Como os filmes de Spike Lee dialogam com as discussões raciais do momento

Histórias contadas pelo diretor norte-americano podem não falar sobre atualidade, mas se relacionam com o memento

Correio Braziliense
postado em 07/06/2020 07:00
Spike Lee
A cultura sempre foi meio para críticas de como o racismo esteve presente estruturalmente na sociedade e o norte-americano Spike Lee foi um vanguardista no uso do cinema para denunciar o modo violento com que os negros eram e ainda são tratados.
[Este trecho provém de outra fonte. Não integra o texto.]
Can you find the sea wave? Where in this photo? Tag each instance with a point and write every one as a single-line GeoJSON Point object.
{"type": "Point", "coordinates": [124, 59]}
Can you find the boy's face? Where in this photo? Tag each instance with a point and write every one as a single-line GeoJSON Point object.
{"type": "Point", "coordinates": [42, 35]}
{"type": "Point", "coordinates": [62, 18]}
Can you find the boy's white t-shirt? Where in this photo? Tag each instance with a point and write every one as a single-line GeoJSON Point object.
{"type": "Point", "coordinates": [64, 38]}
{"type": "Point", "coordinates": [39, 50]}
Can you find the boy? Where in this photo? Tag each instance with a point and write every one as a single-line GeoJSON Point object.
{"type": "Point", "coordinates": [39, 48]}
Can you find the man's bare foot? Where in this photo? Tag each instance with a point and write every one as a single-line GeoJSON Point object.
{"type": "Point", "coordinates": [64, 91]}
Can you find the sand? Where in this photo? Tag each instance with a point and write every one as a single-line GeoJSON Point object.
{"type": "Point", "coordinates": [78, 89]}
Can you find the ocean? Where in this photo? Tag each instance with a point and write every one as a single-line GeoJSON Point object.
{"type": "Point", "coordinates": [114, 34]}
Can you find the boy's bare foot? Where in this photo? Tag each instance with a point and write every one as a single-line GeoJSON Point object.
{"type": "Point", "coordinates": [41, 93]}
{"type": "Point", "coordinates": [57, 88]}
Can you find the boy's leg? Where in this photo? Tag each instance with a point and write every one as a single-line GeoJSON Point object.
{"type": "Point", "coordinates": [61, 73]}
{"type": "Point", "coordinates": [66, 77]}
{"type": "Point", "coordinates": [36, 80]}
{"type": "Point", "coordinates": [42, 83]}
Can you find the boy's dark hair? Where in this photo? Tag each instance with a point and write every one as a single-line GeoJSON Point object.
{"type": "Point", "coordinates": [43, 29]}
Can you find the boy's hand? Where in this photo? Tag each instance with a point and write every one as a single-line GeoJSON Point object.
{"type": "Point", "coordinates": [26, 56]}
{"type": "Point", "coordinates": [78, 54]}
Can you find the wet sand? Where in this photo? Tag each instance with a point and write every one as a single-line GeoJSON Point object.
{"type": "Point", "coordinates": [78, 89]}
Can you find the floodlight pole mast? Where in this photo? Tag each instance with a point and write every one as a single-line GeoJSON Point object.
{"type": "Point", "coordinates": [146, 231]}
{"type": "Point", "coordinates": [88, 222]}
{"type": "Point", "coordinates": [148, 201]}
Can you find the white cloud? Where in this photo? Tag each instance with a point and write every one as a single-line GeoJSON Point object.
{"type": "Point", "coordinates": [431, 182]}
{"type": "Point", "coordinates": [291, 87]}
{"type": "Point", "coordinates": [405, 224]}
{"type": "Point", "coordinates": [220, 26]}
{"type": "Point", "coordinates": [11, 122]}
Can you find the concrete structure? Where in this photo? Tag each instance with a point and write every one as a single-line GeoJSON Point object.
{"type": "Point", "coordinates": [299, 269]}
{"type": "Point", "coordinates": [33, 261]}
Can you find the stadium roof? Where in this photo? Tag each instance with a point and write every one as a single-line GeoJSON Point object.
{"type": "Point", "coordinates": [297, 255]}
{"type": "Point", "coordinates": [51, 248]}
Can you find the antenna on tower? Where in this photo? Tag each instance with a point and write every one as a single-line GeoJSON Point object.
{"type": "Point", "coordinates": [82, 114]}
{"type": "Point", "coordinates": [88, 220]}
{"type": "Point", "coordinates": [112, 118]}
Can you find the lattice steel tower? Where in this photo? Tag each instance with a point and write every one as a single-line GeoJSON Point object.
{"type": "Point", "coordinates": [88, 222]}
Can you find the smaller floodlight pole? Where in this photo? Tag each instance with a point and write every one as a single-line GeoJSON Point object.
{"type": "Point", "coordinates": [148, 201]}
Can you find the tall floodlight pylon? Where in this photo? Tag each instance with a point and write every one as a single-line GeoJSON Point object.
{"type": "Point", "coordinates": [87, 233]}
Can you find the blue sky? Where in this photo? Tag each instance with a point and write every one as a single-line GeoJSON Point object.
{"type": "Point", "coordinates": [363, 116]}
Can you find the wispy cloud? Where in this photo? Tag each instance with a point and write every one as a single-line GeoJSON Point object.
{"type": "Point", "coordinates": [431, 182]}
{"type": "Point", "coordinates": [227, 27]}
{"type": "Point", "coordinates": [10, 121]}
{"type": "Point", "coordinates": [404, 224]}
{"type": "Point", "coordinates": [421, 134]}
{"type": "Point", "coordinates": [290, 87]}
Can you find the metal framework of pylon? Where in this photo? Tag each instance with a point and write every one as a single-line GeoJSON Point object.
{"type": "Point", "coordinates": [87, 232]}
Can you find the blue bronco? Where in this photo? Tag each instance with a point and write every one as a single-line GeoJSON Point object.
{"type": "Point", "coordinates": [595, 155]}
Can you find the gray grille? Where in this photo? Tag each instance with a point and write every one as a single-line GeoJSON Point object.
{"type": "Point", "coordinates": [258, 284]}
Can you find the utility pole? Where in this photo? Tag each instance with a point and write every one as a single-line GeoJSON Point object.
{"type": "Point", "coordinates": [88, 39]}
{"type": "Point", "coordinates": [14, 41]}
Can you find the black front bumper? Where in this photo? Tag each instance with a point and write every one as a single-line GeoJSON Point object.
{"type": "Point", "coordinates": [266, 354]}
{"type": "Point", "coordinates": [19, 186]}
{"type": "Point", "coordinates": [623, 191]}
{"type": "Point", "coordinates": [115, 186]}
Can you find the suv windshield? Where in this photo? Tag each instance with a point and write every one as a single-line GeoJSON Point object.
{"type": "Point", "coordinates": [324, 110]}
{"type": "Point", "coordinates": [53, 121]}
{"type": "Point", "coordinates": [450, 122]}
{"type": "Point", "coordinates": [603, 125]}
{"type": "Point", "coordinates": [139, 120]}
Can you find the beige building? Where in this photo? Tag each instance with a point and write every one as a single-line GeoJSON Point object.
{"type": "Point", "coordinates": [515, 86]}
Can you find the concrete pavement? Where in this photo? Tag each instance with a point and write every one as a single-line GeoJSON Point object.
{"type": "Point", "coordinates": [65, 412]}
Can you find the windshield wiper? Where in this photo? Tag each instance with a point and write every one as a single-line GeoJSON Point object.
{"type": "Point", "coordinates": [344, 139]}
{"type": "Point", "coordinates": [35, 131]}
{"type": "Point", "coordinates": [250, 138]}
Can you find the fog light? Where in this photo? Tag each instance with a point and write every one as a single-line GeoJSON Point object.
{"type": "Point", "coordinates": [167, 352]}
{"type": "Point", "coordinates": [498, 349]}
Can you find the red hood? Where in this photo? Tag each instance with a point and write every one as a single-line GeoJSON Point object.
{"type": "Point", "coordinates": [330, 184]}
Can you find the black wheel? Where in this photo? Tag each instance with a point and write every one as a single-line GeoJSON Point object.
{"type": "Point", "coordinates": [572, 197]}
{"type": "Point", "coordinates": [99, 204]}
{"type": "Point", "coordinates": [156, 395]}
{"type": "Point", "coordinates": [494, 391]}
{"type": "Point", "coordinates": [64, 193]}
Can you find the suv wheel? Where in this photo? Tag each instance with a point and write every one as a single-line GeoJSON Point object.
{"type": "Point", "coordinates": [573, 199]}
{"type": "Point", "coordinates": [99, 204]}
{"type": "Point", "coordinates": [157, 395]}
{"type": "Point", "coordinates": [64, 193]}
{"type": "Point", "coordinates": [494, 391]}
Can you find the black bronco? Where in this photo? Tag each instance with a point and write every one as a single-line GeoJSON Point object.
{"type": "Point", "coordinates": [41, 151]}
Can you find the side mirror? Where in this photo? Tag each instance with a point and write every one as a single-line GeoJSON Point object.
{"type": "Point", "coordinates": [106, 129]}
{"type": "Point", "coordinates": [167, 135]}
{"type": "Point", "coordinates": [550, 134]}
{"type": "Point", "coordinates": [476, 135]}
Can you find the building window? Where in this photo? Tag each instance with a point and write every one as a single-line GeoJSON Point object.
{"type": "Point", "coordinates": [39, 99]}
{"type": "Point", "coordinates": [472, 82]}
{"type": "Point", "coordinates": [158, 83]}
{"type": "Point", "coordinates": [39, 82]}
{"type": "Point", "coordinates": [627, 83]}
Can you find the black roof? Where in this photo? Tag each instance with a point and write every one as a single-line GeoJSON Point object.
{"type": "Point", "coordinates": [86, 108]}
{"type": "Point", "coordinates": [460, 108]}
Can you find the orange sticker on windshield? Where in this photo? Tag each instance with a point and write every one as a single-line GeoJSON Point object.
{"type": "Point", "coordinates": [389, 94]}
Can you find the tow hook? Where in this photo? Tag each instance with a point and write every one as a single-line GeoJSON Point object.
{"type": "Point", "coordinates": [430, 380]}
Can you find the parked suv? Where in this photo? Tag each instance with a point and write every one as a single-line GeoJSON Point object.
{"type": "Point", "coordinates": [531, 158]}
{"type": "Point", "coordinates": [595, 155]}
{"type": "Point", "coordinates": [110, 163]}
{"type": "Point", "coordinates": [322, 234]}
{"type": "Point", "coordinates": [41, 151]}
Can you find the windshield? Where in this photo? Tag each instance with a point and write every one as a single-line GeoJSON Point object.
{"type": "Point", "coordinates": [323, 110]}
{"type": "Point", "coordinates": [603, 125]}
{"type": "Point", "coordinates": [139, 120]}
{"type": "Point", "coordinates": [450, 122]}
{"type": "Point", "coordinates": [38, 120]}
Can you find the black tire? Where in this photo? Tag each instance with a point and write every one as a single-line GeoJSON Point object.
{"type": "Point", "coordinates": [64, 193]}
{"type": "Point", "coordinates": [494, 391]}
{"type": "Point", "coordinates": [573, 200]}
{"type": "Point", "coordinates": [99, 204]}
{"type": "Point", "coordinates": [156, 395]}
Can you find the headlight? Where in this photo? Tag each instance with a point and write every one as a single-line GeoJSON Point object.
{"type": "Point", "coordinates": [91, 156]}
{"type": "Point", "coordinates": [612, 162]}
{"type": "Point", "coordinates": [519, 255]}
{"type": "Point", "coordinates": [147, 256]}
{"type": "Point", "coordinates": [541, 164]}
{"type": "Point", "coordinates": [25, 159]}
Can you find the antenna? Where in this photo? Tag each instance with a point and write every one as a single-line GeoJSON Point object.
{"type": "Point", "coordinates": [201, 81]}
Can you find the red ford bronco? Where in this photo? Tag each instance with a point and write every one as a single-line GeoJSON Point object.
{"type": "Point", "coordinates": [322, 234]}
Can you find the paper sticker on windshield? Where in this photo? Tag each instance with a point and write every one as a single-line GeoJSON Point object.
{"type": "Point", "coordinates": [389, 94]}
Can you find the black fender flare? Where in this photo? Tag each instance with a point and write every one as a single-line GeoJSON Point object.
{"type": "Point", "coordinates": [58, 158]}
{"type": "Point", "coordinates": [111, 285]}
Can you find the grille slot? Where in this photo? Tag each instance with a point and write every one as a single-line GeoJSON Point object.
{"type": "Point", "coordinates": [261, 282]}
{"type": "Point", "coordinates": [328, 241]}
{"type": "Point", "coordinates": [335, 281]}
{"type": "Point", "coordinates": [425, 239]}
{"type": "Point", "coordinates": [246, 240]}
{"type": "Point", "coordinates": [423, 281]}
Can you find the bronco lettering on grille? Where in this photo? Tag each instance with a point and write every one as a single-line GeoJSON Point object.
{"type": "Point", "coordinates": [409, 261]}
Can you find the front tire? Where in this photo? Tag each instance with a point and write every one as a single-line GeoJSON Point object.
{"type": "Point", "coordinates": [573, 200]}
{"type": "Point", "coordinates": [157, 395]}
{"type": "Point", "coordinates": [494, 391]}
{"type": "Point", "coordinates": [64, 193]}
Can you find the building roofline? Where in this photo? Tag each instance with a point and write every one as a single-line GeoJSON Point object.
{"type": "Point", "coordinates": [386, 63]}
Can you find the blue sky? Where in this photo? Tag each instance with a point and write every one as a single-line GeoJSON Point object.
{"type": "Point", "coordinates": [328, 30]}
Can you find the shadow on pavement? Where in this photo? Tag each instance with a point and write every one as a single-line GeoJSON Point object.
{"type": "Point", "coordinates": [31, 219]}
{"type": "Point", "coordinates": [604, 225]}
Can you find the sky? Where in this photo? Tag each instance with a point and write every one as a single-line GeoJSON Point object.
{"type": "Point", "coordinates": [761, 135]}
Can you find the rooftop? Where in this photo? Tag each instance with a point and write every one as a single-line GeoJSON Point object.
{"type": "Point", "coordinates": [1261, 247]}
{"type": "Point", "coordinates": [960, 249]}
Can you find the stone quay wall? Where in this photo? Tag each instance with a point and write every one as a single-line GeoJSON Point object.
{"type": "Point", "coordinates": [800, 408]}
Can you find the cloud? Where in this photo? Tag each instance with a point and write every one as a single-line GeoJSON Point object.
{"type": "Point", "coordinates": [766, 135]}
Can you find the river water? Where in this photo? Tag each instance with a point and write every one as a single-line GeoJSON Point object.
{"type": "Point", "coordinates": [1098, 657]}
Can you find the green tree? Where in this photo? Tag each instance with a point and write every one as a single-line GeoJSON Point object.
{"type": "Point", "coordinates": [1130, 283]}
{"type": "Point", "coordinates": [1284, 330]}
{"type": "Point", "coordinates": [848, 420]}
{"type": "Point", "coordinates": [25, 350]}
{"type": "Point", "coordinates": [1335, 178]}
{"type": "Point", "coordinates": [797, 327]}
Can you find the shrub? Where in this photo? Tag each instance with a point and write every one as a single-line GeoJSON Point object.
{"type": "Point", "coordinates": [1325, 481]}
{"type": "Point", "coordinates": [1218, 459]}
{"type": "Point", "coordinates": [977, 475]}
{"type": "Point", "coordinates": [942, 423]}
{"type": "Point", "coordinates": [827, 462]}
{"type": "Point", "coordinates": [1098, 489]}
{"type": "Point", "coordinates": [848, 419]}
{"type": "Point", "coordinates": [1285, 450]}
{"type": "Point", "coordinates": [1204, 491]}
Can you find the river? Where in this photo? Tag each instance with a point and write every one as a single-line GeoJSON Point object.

O cineasta de 63 anos esteve presente na linha de frente da luta contra o racismo dentro do meio cultural. Foi ele, inclusive, um dos nomes que boicotou a indicação do Oscar apenas com indicados brancos. Anos depois, quando recebeu a primeira estatueta do prêmio, em 2018, Lee citou a escravidão dos Estados Unidos e falou que as eleições de 2020 nos EUA seriam “uma batalha de ódio vs. amor”.

O ano de 2020 chegou, mas Spike Lee não previu que não era o discurso do Oscar que melhor dialogaria com o período vivido nos Estados Unidos, mas as histórias que ele contou durante os mais de 40 anos de carreira no cinema.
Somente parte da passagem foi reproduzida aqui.